= Rubbee Drive =

Bicycle friction drive module

Rubbee Drive is a 250W friction drive module which fits most standard bicycles. It enables a bicycle to reach up to 25 km/h speed and travel 40 km, making it a viable option for daily commuting. The units are assembled by JSC ELINTA in Lithuania.

==History==
Rubbee Drive was launched as a Kickstarter campaign in July 2013. It was successfully funded and the 1.0 version was introduced to the market in early 2014. In July 2014 Rubbee team introduced the 2.0 version to the market. It featured a reduction in weight, increased torque and an updated installation mechanism that further decreased the installation time.
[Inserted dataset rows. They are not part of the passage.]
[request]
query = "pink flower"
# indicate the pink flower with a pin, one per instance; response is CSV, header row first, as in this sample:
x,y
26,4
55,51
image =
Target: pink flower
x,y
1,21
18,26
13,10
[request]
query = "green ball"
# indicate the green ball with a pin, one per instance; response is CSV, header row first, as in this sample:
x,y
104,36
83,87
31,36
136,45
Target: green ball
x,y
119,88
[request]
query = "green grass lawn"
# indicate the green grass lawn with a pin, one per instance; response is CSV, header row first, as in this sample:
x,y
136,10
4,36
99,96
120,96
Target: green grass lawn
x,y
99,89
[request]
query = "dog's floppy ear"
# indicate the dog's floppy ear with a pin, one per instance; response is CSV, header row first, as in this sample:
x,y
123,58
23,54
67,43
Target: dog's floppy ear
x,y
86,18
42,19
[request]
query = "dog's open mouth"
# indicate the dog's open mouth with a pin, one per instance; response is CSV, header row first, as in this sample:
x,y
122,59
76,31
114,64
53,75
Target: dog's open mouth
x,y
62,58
Pedal Assist Sensor (PAS) was introduced as the main control method, following the EU regulations for e-bikes. In March 2015 a new updated version was released that introduced improvements to the battery management system, PAS management and higher torque output.
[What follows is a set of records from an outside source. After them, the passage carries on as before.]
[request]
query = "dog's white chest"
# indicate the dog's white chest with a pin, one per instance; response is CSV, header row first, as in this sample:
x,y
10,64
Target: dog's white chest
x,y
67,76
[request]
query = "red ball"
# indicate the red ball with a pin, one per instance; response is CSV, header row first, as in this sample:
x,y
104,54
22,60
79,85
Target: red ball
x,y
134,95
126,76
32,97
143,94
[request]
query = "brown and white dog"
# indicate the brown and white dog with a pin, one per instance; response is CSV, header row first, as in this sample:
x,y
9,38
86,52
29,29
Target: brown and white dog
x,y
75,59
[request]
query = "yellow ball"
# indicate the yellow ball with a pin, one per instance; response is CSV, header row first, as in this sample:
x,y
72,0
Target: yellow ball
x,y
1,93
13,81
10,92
As of 2015, the Rubbee Drive weighs 6.8 kg (16 lb) and has a recharge time of 3 hours. It works with a 14.4 V 20 Ah LiFePO_{4} battery pack.

==Design features==
No tools are needed to install Rubbee, and one Rubbee drive can be shared between two or more bicycles. The drive will fit bicycles with the wheel size of 16-29 inches and tire width of 20–60 mm.